Drummond ainda retorna, em 2019, com
a correspondência trocada entre ele e Ribeiro Couto. Com correta organização de
Marcelo Bortoloti, a publicação da correspondência e documentos de apoio recebe
o crédito da Editora da Unesp e da Imprensa Oficial do Estado de São Paulo. É
sempre muito importante sublinhar que cartas redigidas à mão e à máquina de
escrever constituem uma parte fundamental do modernismo e da cultura
brasileira. Numa época em que a comunicação é feita pelas redes sociais de
maneira sucinta e efêmera, as cartas se parecem com monumentos egípcios pela
sua solidez. Drummond foi expulso de um colégio jesuíta, teve uma carreira
acadêmica medíocre, formando-se em Farmácia, profissão que nunca exerceu, e
enterrou-se em Itabira, sua cidade natal. Lá, foi professor de geografia. Por
mais que se correspondesse com os modernistas, sua avaliação sobre si mesmo não
era nada abonadora. Ele julgava que nunca sairia de uma cidade perdida no
interior onde o trem não chegava. De lá, ele retorna a Belo Horizonte como
jornalista. Em sua bagagem, ele já trazia vários poemas que figurarão em seu
primeiro livro, cuja publicação seria bancada pelo próprio autor. Em contato
com Gustavo Capanema, ele acabou no Rio de Janeiro e ocupou alto cargo no
Ministério da Educação.
Drummond foi comunista por um bom
tempo, mas sempre discreto. Gustavo Capanema era um direitista simpatizante.
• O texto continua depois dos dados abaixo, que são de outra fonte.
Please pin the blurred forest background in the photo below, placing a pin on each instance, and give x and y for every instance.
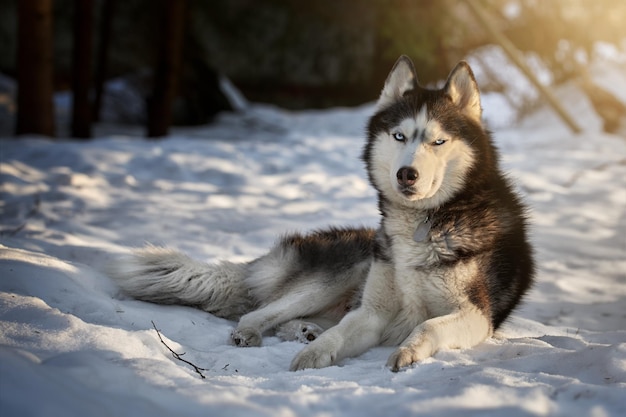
(174, 55)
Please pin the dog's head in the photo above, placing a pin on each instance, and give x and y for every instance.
(420, 145)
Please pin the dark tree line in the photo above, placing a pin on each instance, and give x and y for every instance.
(35, 68)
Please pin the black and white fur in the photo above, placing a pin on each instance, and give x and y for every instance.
(447, 265)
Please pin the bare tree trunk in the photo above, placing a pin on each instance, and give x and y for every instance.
(35, 113)
(81, 72)
(108, 10)
(168, 68)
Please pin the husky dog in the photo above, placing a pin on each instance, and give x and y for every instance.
(447, 265)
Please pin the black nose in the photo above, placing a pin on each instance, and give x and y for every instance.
(407, 176)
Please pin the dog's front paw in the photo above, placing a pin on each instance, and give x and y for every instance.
(312, 356)
(300, 331)
(405, 356)
(246, 337)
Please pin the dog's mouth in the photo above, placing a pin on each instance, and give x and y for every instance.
(409, 193)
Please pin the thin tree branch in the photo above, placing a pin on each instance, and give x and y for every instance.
(178, 355)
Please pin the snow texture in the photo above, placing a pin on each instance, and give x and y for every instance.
(72, 345)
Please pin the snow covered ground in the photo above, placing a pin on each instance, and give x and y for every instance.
(71, 345)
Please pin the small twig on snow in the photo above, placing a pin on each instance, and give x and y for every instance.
(178, 355)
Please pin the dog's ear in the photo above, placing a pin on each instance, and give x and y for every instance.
(401, 79)
(463, 90)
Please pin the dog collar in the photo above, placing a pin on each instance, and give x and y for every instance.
(423, 229)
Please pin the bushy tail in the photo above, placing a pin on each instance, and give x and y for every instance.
(166, 276)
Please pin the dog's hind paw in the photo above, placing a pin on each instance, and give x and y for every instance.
(301, 331)
(246, 337)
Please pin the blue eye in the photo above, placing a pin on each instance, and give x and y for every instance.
(398, 136)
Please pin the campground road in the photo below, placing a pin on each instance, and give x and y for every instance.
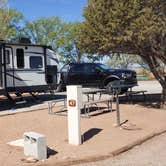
(152, 86)
(150, 153)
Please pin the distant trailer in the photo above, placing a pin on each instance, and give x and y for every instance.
(26, 67)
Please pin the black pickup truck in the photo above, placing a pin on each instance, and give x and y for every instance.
(95, 75)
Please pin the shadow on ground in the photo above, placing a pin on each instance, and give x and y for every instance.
(147, 100)
(6, 104)
(90, 133)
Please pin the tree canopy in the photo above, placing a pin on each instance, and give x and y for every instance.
(9, 22)
(131, 26)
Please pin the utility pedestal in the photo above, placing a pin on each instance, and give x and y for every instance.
(74, 104)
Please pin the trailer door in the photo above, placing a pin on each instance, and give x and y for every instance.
(10, 81)
(1, 77)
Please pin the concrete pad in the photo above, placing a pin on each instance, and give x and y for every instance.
(18, 142)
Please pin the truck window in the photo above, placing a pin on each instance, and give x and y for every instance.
(36, 62)
(77, 68)
(20, 58)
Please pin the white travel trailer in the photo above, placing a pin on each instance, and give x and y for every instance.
(25, 67)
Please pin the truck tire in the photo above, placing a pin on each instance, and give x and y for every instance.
(59, 88)
(109, 88)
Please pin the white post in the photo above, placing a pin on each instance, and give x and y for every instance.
(74, 104)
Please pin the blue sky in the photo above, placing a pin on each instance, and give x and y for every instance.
(67, 10)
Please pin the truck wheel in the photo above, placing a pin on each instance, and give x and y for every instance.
(109, 88)
(59, 88)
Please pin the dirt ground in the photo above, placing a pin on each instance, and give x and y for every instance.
(101, 137)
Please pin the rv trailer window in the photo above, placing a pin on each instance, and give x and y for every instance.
(20, 58)
(36, 62)
(7, 55)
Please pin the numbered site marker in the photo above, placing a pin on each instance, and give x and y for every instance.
(74, 104)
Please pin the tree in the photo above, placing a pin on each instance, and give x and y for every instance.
(125, 61)
(52, 31)
(9, 19)
(46, 31)
(131, 26)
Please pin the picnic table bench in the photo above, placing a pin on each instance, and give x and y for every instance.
(86, 105)
(131, 93)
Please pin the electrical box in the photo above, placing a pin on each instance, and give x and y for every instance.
(35, 145)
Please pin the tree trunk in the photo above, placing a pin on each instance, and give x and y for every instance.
(160, 76)
(164, 98)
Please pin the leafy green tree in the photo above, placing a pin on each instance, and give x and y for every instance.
(125, 61)
(46, 31)
(131, 26)
(61, 36)
(9, 20)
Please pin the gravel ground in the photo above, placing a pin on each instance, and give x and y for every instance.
(150, 153)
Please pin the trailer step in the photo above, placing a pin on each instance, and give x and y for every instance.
(20, 102)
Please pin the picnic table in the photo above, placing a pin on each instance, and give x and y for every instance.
(91, 101)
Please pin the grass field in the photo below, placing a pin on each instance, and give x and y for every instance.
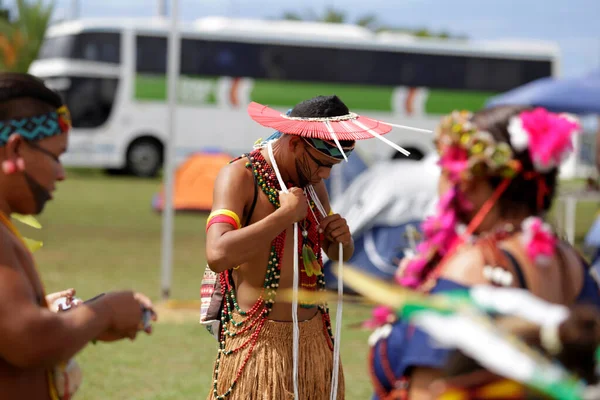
(100, 234)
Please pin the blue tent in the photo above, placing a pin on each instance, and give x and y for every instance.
(380, 205)
(377, 252)
(577, 95)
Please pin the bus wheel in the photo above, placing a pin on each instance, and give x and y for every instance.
(144, 157)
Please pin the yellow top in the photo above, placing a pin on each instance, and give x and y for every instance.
(28, 244)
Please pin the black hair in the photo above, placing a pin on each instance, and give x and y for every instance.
(521, 195)
(322, 107)
(14, 86)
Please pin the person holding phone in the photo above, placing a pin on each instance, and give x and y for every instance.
(37, 345)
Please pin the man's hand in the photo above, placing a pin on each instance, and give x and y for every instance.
(294, 204)
(336, 230)
(67, 300)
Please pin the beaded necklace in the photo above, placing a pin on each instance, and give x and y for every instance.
(255, 318)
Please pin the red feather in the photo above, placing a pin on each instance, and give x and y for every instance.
(344, 130)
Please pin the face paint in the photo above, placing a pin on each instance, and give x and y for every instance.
(302, 170)
(38, 192)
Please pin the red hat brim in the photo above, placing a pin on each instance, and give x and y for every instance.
(352, 127)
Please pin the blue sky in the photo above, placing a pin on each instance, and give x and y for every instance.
(573, 24)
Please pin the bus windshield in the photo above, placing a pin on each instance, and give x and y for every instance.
(89, 46)
(90, 100)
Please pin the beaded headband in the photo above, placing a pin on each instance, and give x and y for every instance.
(37, 127)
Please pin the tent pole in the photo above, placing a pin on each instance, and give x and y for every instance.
(173, 53)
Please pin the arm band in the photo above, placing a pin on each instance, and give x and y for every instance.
(224, 217)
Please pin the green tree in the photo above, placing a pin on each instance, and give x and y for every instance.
(22, 37)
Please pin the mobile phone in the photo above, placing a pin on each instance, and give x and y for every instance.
(94, 298)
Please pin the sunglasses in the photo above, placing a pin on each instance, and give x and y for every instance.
(43, 151)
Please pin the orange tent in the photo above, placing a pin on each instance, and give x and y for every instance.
(194, 182)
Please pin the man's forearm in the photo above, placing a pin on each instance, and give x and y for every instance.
(238, 246)
(49, 338)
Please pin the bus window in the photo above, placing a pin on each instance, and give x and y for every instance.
(98, 46)
(89, 46)
(90, 100)
(56, 47)
(151, 55)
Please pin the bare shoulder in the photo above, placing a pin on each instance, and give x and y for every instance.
(321, 191)
(12, 259)
(466, 266)
(235, 174)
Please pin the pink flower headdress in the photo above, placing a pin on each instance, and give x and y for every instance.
(547, 136)
(465, 152)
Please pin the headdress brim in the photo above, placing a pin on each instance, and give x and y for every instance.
(346, 127)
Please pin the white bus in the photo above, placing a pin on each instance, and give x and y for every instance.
(112, 74)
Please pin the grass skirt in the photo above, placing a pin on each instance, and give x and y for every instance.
(268, 373)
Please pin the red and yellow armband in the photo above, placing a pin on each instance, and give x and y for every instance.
(223, 216)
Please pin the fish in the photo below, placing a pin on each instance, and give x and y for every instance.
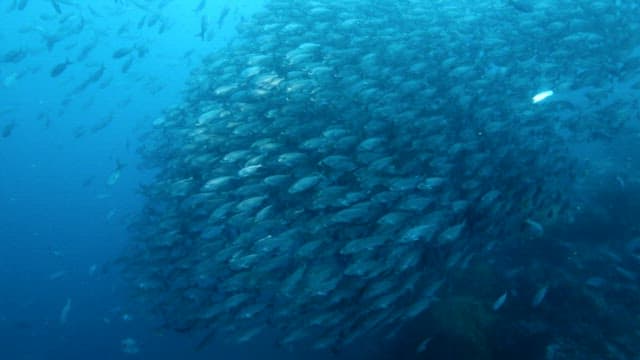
(7, 130)
(521, 5)
(57, 275)
(122, 52)
(340, 164)
(115, 174)
(56, 6)
(201, 5)
(541, 96)
(422, 347)
(204, 24)
(60, 68)
(14, 56)
(539, 296)
(64, 313)
(91, 79)
(536, 228)
(499, 302)
(223, 15)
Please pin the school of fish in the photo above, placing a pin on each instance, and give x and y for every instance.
(328, 170)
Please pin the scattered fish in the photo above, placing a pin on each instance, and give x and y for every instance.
(539, 296)
(60, 68)
(499, 302)
(64, 313)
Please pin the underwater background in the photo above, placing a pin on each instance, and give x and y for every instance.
(103, 107)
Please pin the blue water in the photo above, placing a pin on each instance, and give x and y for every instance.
(53, 230)
(63, 225)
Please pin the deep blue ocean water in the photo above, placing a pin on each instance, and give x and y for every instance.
(62, 224)
(59, 216)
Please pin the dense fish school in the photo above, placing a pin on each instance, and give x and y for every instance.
(331, 169)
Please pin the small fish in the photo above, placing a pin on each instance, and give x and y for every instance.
(60, 68)
(423, 345)
(501, 300)
(539, 296)
(521, 6)
(92, 269)
(204, 24)
(64, 313)
(57, 275)
(56, 6)
(200, 6)
(22, 4)
(115, 175)
(541, 96)
(8, 129)
(536, 228)
(122, 52)
(223, 15)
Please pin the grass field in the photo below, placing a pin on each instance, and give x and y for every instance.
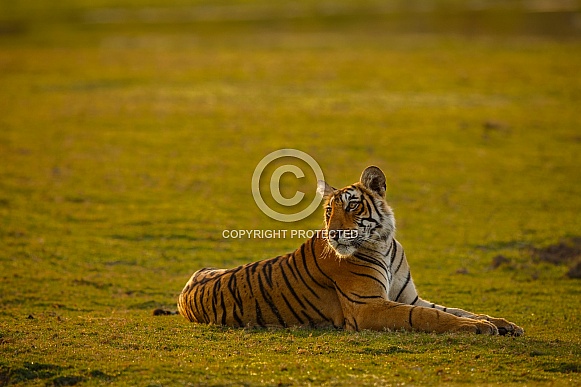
(129, 135)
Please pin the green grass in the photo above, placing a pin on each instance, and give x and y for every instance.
(126, 149)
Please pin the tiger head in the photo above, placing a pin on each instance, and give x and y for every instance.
(357, 216)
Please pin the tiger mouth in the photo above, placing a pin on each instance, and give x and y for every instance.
(343, 249)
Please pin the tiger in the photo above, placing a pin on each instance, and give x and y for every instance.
(353, 275)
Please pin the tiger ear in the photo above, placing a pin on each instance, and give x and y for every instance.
(324, 189)
(373, 179)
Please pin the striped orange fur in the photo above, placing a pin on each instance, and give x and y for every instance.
(353, 280)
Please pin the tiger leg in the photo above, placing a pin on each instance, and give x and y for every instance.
(505, 327)
(381, 315)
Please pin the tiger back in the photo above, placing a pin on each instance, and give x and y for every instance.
(352, 275)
Ribeiro Couto era promotor de justiça na pequena cidade de Pouso Alto, em Minas
Gerais. Creio que ele também nunca imaginou transferir-se para Portugal e se
tornar membro do corpo diplomático brasileiro. Por um bom tempo, Drummond e
Ribeiro Couto mantiveram uma distância obsequiosa por motivos ideológicos. Mais
Drummond que Ribeiro Couto, simpatizante do integralismo. A correspondência
recíproca permite comparar a polarização política dos 15 anos da era Vargas e o
período Bolsonaro. Por mais divergências que os jovens modernistas apresentassem,
havia camaradagem entre eles. Todos eram intelectuais. Nos anos 1930 (talvez um
pouco antes), houve um racha: uma parte se converteu ao comunismo e outra parte
ao integralismo. Vinícius de Moraes foi integralista e Carlos Lacerda foi
comunista. Poucos, como Mário de Andrade, mantiveram uma postura crítica, porém
independente. Outra observação é que a carta deve ser considerada um gênero
literário nas mãos dos modernistas. Elas trazem um proposital linguajar
coloquial, com erros estudados.
Por fim, cabe um registro ao livro
“Jovita Alves Feitosa”, do historiador José Murillo de Carvalho (São Paulo:
Chão). Mulher pobre do interior do Piauí, Jovita se alistou como soldado na
Guerra do Paraguai. Vestida de homem, como canta a tradição. Ela conseguiu
enganar os homens, mas não uma outra mulher que viu suas orelhas furadas para o
uso de brincos e a denunciou. Em depoimento à polícia, ela declarou que essa
mulher, “apalpando-lhe os peitos, apesar de sua oposição e de ter atados os
seios com uma cinta, a referida mulher pôde conhecer o seu sexo
imediatamente...” Mesmo assim, Jovita foi aclamada como heroína. Por onde passava
no caminho para o Rio de Janeiro, ela era homenageada. Sua coragem foi usada
como exemplo a ser seguido pelos homens. Mas Jovita não foi para a guerra. Os
militares não permitiram seu engajamento nem como enfermeira. Ela retornou a
sua terra por pouco tempo e acabou se fixando no Rio de Janeiro, onde se tornou
prostituta e se apaixonou por um inglês que se aproveitou dela e partiu. Jovita
se suicidou. Se ela não serve de exemplo, serve de lição.